Surprisingly well. We were able to reconstruct about six percent of all data points, of which 90 percent are correct. With an assumed target population of 73 million datasets, that would be beyond three million people. It is particularly concerning that many of these are unique datasets – combinations of diseases and characteristics that exist only once in the dataset. These are precisely the ones that would be easiest to identify in real life.
In your study, you show that attacks remain successful even if only part of the statistics is known. How do you explain that?
This is because the statistical correlations are strongly correlated with each other. Even if you only know distributions and some combinations, an algorithm can draw surprisingly many conclusions. In our experiments, attackers were still able to reconstruct about one percent of the data even with reduced knowledge – that's not trivial.
You don't assign names, but the risk remains that individuals can be identified?
Yes, exactly. My attack does not assign names. But the reconstruction of such individual combinations would be another step towards that. If you then also have publicly available information or leaks, you could theoretically assign names – as happened with the US census, for example.
That sounds like aggregations are not a sufficient protection mechanism?

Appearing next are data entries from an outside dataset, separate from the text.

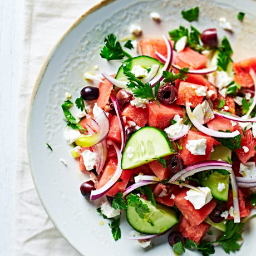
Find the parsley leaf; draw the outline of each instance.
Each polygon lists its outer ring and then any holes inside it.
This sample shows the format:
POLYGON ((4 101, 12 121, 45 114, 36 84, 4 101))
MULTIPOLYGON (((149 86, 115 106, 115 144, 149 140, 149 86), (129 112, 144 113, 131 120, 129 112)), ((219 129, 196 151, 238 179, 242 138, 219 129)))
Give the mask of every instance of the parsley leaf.
POLYGON ((137 195, 130 194, 127 197, 127 204, 135 208, 136 212, 141 219, 144 219, 145 214, 149 213, 149 206, 146 204, 143 204, 137 195))
POLYGON ((188 21, 197 21, 199 14, 199 8, 196 7, 188 11, 183 11, 181 12, 182 17, 188 21))
POLYGON ((126 48, 128 48, 128 49, 130 50, 133 49, 134 48, 132 43, 131 43, 131 40, 130 40, 125 43, 125 45, 124 46, 126 48))
POLYGON ((239 21, 242 21, 245 15, 245 13, 244 13, 244 12, 239 12, 238 14, 237 14, 237 18, 239 21))
POLYGON ((123 194, 121 191, 117 192, 114 197, 112 206, 114 209, 116 210, 117 208, 120 210, 126 210, 127 208, 125 204, 125 199, 123 198, 123 194))
POLYGON ((180 68, 179 73, 176 74, 174 74, 171 71, 163 71, 163 76, 165 78, 164 82, 166 83, 172 83, 175 82, 177 79, 180 79, 182 81, 185 81, 188 78, 186 74, 188 72, 188 67, 180 68))

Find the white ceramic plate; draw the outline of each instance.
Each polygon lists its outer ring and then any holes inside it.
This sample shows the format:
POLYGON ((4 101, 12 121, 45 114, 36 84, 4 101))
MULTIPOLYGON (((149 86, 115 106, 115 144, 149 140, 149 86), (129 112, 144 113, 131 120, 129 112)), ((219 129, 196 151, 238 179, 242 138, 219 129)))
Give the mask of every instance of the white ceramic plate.
MULTIPOLYGON (((256 53, 255 40, 255 2, 249 0, 196 1, 179 0, 106 0, 81 17, 58 42, 45 62, 32 96, 28 121, 28 150, 32 175, 37 193, 51 219, 63 236, 82 255, 174 255, 167 243, 167 237, 155 239, 152 248, 143 249, 129 240, 131 228, 125 221, 121 225, 122 238, 115 242, 107 221, 99 225, 102 218, 96 213, 101 203, 89 203, 81 196, 81 184, 87 177, 78 170, 78 164, 70 154, 71 146, 63 136, 65 122, 61 107, 65 92, 72 93, 72 101, 79 95, 81 88, 88 83, 83 73, 99 65, 99 71, 115 72, 119 63, 107 63, 100 57, 103 40, 110 33, 119 38, 130 36, 132 24, 141 26, 143 36, 156 37, 166 34, 180 25, 190 24, 181 18, 182 9, 199 6, 200 18, 192 24, 199 30, 216 27, 219 38, 227 35, 235 51, 235 60, 256 53), (163 21, 157 23, 150 14, 160 13, 163 21), (246 16, 242 23, 236 16, 244 11, 246 16), (221 29, 218 19, 225 17, 234 33, 221 29), (49 143, 53 151, 47 148, 49 143), (64 159, 65 166, 60 161, 64 159)), ((74 108, 75 109, 75 108, 74 108)), ((72 111, 75 111, 74 110, 72 111)), ((244 233, 245 242, 238 255, 255 255, 254 238, 256 220, 250 222, 244 233)), ((186 255, 197 253, 187 250, 186 255)), ((218 248, 216 255, 225 255, 218 248)))

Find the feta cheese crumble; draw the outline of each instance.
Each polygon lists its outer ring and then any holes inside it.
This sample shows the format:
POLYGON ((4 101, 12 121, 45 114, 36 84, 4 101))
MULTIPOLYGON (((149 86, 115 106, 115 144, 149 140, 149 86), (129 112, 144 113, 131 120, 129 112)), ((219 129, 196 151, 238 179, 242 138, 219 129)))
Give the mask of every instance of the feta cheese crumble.
POLYGON ((199 186, 197 188, 201 190, 202 193, 190 189, 187 191, 186 196, 184 198, 194 205, 195 210, 201 209, 213 198, 211 190, 208 187, 199 186))
POLYGON ((182 52, 186 47, 188 42, 186 36, 184 36, 179 39, 175 43, 175 50, 177 52, 182 52))
POLYGON ((83 157, 83 164, 86 170, 87 171, 92 170, 97 163, 97 154, 86 149, 81 155, 83 157))
POLYGON ((186 148, 195 156, 205 155, 206 149, 206 139, 199 139, 188 141, 186 148))
POLYGON ((224 183, 218 183, 218 191, 222 192, 226 188, 226 185, 224 183))

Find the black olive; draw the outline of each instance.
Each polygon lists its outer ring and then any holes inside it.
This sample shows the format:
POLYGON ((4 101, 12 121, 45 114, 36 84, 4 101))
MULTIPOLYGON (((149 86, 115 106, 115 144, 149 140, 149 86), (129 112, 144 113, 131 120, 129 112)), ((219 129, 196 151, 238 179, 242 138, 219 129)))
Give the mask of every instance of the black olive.
POLYGON ((166 164, 167 168, 174 174, 183 169, 183 161, 180 155, 171 155, 167 159, 166 164))
POLYGON ((85 100, 97 100, 99 95, 99 88, 87 86, 83 88, 81 91, 81 96, 85 100))
POLYGON ((182 234, 178 231, 174 231, 170 233, 168 237, 168 243, 171 247, 174 244, 181 242, 183 246, 185 245, 185 238, 182 234))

Correct. Simply publishing results does not automatically protect. That is the main conclusion of our study. Additional mathematical protective measures are needed – for example, differential privacy, which involves deliberately inserting statistical noise into the data to prevent conclusions about individuals and which only minimally alters the statistics.

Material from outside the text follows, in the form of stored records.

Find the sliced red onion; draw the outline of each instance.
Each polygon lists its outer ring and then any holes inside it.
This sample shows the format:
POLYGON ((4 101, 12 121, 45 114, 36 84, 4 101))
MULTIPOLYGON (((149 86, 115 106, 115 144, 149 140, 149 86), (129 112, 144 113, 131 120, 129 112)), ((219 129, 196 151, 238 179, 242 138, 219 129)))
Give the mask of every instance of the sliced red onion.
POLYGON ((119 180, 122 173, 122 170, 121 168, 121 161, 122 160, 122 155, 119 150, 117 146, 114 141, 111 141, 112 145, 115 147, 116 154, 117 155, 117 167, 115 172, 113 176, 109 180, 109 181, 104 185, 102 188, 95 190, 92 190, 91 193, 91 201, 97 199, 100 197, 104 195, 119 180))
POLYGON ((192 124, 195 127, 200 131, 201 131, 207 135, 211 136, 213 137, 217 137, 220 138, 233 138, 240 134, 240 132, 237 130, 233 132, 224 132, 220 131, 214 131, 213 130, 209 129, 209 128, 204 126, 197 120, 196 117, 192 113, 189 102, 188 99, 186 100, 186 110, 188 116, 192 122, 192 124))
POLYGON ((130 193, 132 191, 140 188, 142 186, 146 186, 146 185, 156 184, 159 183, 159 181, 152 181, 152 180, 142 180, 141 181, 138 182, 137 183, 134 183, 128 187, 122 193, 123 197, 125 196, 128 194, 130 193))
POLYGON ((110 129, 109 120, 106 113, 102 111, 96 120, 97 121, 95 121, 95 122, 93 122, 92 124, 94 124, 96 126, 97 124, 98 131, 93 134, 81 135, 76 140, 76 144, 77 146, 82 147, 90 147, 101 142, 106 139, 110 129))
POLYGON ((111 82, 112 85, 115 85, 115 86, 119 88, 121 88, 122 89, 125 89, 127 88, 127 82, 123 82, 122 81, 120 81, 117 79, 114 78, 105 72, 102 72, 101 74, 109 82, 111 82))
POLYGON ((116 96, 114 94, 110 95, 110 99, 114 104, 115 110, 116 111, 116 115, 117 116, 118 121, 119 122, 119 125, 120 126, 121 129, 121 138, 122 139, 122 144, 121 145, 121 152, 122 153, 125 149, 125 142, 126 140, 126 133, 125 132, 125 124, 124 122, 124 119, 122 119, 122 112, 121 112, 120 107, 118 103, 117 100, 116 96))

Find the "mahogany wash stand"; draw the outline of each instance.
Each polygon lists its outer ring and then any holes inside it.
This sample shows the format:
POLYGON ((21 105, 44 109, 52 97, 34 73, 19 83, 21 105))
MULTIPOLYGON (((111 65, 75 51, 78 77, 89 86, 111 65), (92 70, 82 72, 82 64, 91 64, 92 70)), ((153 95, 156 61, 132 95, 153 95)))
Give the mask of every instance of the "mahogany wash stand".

What role does the EHDS play in this?
The EHDS is intended to enable such research access at the European level. If the issue of data protection is not handled properly from the outset, such reconstruction attacks could also become applicable to real health data. That would be fatal, because health data is highly sensitive. One of the challenges is likely to be that data accumulates over decades.
Did you include this aspect in your simulation?
Not yet fully. So far, we are looking at the static perspective. But of course: If data is collected over decades and new factors are added, the risk of re-identification increases significantly. A time-extended analysis is therefore a logical next step.
Would such attacks also be relevant for other data sources, such as social or educational data?
Wherever aggregated statistics with many cross-references are published, there are risks. For our main attack, we needed about 2400 different queries to the dataset. How well the attack works in other areas ultimately also depends on the complexity of the dataset. Therefore, it cannot be said across the board that an attack works just as well in other areas.
In your opinion, what urgently needs to happen before data from the ePA, the FDZ Gesundheit, and the EHDS is actually released for research?
On the one hand, it must be clear how "anonymous" is defined. The Federal Statistical Office has defined definitions for itself, but these have not yet reached many. The protective mechanisms themselves should rather be evaluated for the respective dataset. On the other hand, there needs to be institutional control over which requests are allowed to be made to the data. Currently, these are still very open concepts in many EU drafts. In Germany, too, for example, research is still being conducted at the FDZ Gesundheit on how to protect the data from the ePA later on. But precisely this clarity would strengthen the trust of the population.
What are your plans?
We plan to test different data protection technologies against each other to show which offers the best protection while maintaining high research utility. The goal is that data protection and research do not exclude each other, but can function together technologically.
It's not about hindering research, but about realistically understanding risks. Only those who know where the weaknesses lie can reliably close them. Ultimately, it is of course desirable to find a solution that makes everyone happy.